In [132]:
import pandas as pd
import numpy as np
import torch
from torch_geometric.data import HeteroData
from sklearn.preprocessing import StandardScaler


In [133]:
# 주요 파일 경로
move_path = "../data/VL_csv/move_with_new_id_final.csv"
travel_path = "tn_travel_processed.csv"
visit_area_path = "../data/VL_csv/visit_area_with_new_id_final.csv"

# 데이터 로딩
move_df = pd.read_csv(move_path)
travel_df = pd.read_csv(travel_path)
visit_area_df = pd.read_csv(visit_area_path)

In [134]:
import pandas as pd
import numpy as np
import torch
from sklearn.preprocessing import StandardScaler

# 2️⃣ visit_area feature 생성
visit_area_df['X_COORD'] = visit_area_df['X_COORD'].fillna(visit_area_df['X_COORD'].mean())
visit_area_df['Y_COORD'] = visit_area_df['Y_COORD'].fillna(visit_area_df['Y_COORD'].mean())
visit_area_df['VISIT_CHC_REASON_CD'] = visit_area_df['VISIT_CHC_REASON_CD'].fillna(0)
for col in ['DGSTFN', 'REVISIT_INTENTION', 'RCMDTN_INTENTION']:
    visit_area_df[col] = visit_area_df[col].fillna(3)

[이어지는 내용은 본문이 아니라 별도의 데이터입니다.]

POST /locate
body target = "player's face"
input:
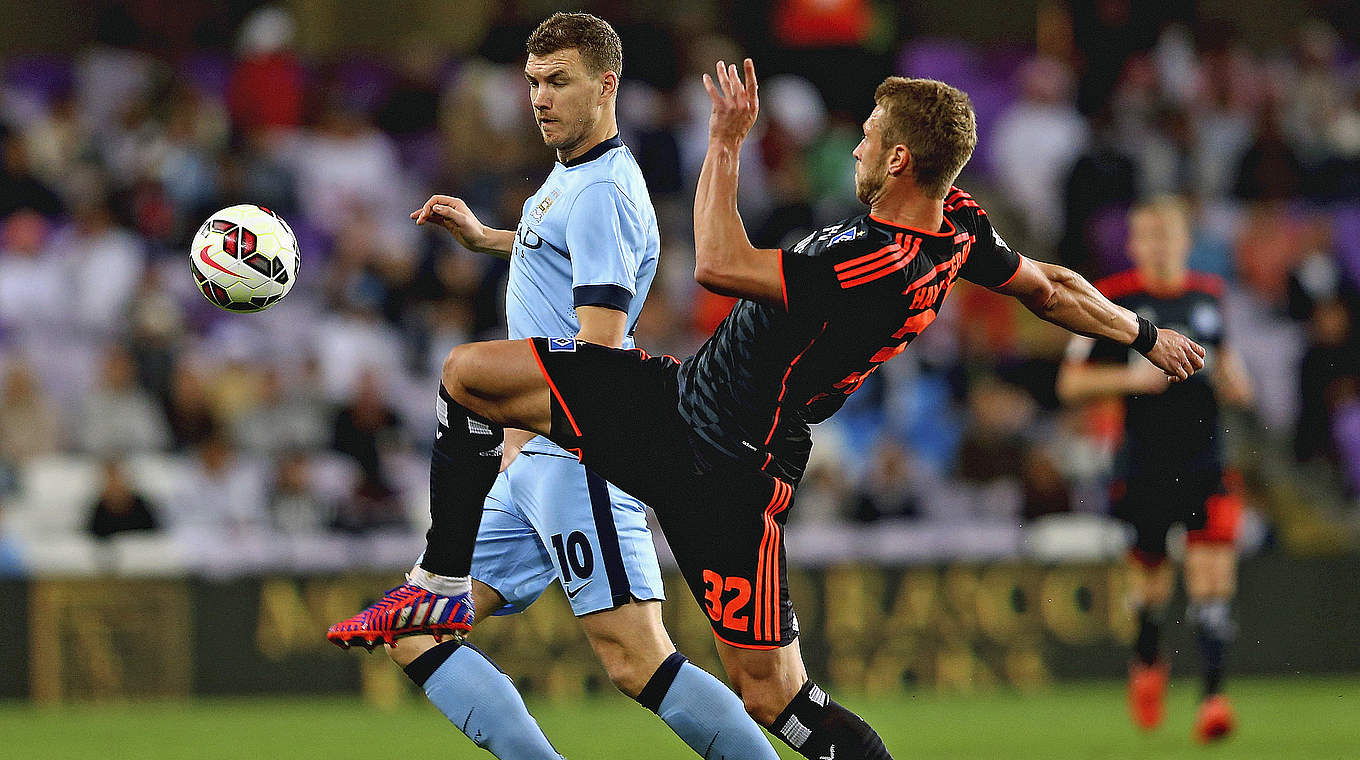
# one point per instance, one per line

features = visit_area_df[['X_COORD', 'Y_COORD']].copy()
type_onehot = pd.get_dummies(visit_area_df['VISIT_AREA_TYPE_CD'], prefix='type')
reason_onehot = pd.get_dummies(visit_area_df['VISIT_CHC_REASON_CD'], prefix='reason')
visit_area_df['DGSTFN_norm'] = (visit_area_df['DGSTFN'] - 1) / 4.0
visit_area_df['REVISIT_norm'] = (visit_area_df['REVISIT_INTENTION'] - 1) / 4.0
visit_area_df['RCMDTN_norm'] = (visit_area_df['RCMDTN_INTENTION'] - 1) / 4.0
features = pd.concat([features, type_onehot, reason_onehot,
                      visit_area_df[['DGSTFN_norm', 'REVISIT_norm', 'RCMDTN_norm']]], axis=1)
scaler = StandardScaler()
visit_area_tensor = scaler.fit_transform(features.to_numpy(dtype=np.float32))

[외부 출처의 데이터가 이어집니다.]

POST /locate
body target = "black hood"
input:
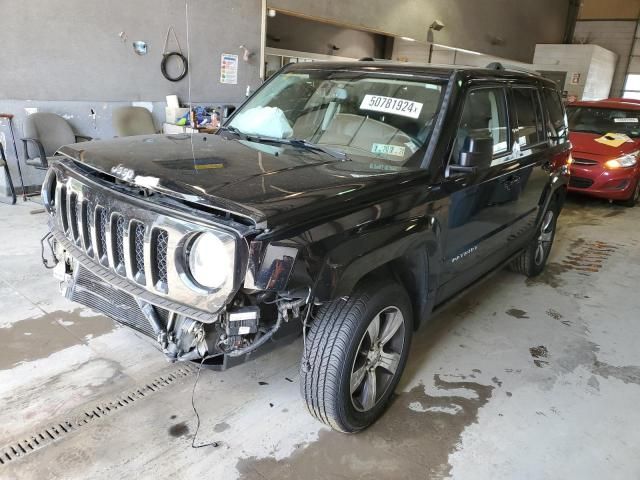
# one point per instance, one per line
(260, 181)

# 3️⃣ edge_index, edge_attr 생성
edges = []
for travel_id, group in move_df.groupby("TRAVEL_ID"):
    group = group.sort_values("TRIP_ID").reset_index(drop=True)
    for i in range(1, len(group)):
        from_id = group.loc[i-1, "END_NEW_ID"]
        to_id = group.loc[i, "END_NEW_ID"]
        duration = group.loc[i, "DURATION_MINUTES"] if "DURATION_MINUTES" in group.columns else 0
        transport = group.loc[i, "MVMN_CD_1"]
        if pd.notna(from_id) and pd.notna(to_id):
            edges.append([int(from_id), int(to_id), duration, transport])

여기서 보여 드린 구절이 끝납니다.